Marvel vs Capcom 3: universi a confronto

Marvel vs Capcom 3: universi a confronto

La serie Marvel vs Capcom ritorna dopo oltre dieci anni con un terzo capitolo che riesce a riproporre con successo le vecchie meccaniche di gioco, coadiuvate da un sapiente lavoro di bilanciamento e da un comparto tecnico che rende l’esperienza veloce e molto godibile.

di Davide Spotti pubblicato il nel canale Videogames
Capcom
 

I personaggi e le modalità extra

Grazie alla modalità allenamento è possibile studiare con calma l’ampio parco mosse di ciascun personaggio, con l’obiettivo di affinare la propria tecnica o acquisire maggior familiarità con i lottatori che non si è abituati ad utilizzare. Qualche indicazione in più avrebbe giovato da questo punto di vista, considerando che non è disponibile alcun menù all’interno del quale vengano illustrate tutte le azioni e le relative combinazioni di pulsanti.

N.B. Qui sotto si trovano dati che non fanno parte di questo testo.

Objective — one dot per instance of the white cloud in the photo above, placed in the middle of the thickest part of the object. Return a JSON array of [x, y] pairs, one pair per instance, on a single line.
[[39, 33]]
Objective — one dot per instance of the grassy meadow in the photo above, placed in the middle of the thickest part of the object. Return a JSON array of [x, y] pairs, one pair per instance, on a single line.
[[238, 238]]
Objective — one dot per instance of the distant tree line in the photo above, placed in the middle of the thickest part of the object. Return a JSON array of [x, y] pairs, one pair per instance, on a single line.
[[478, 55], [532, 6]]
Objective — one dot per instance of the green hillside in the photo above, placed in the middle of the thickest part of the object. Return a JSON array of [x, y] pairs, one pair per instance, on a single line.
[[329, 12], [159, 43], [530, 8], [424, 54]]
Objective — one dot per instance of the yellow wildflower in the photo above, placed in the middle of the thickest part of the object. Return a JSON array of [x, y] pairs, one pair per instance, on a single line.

In alternativa si può optare per la modalità “Missioni”, all’interno della quale sono selezionabili dieci sfide di livello crescente per ciascuno dei protagonisti del roster. Si verrà spediti direttamente all’arena esattamente come avviene nel corso degli allenamenti, ma questa volta si dovrà eseguire con precisione i movimenti indicati nella parte alta dello schermo, concatenando tra loro movimenti dei tasti direzionali e pressione dei pulsanti frontali. Si tratta di una soluzione piuttosto classica, in grado comunque di prolungare la longevità del titolo e di stimolare gli utenti dotati di maggior tecnica.

Riuscire a descrivere in poche righe uno schieramento così variegato e nutrito non è affatto semplice. Come ho già accennato in apertura bisogna dare atto agli sviluppatori di aver svolto un buon lavoro di bilanciamento delle abilità a disposizione dei personaggi, in modo da rendere universi diametralmente diversi tra loro in grado di convivere. All’interno dello schieramento Capcom troviamo innanzitutto Ryu, Akuma e Chun Li di Street Fighter (peccato per l’assenza di un’icona della serie come Ken), affiancati da Wesker e Chris Redfield di Resident Evil, Dante e Trish direttamente da Devil May Cry, ma anche Spencer di Bionic Commando, Mike Haggar di Final Fight, Morrigan e Felicia di Darkstalkers, per concludere con le simpatiche partecipazioni di Amaterasu (Okami), Arthur (Ghost’n Goblins), Zero (Mega Man X) e Viewtiful Joe.

Anche sul fronte Marvel c’è l’imbarazzo della scelta. Si va da Wolverine all’Uomo Ragno, da Hulk e Magneto, per non parlare di Capitan America, Iron Man, del devastante Thor o del Dottor Destino, solo per citare gli esponenti più importanti.

L’aggiunta di numerosi contenuti extra costituisce un valore aggiunto per la modalità offline, a partire dai finali personalizzati, realizzati per ciascuno dei personaggi e proposti nell’accattivante veste che contraddistingue i fumetti di Marvel. A questi si aggiunge inoltre altro materiale bonus, tra cui le biografie, le gallerie raffiguranti i modelli poligonali e gli artwork, o ancora la colonna sonora che accompagna ciascun lottatore.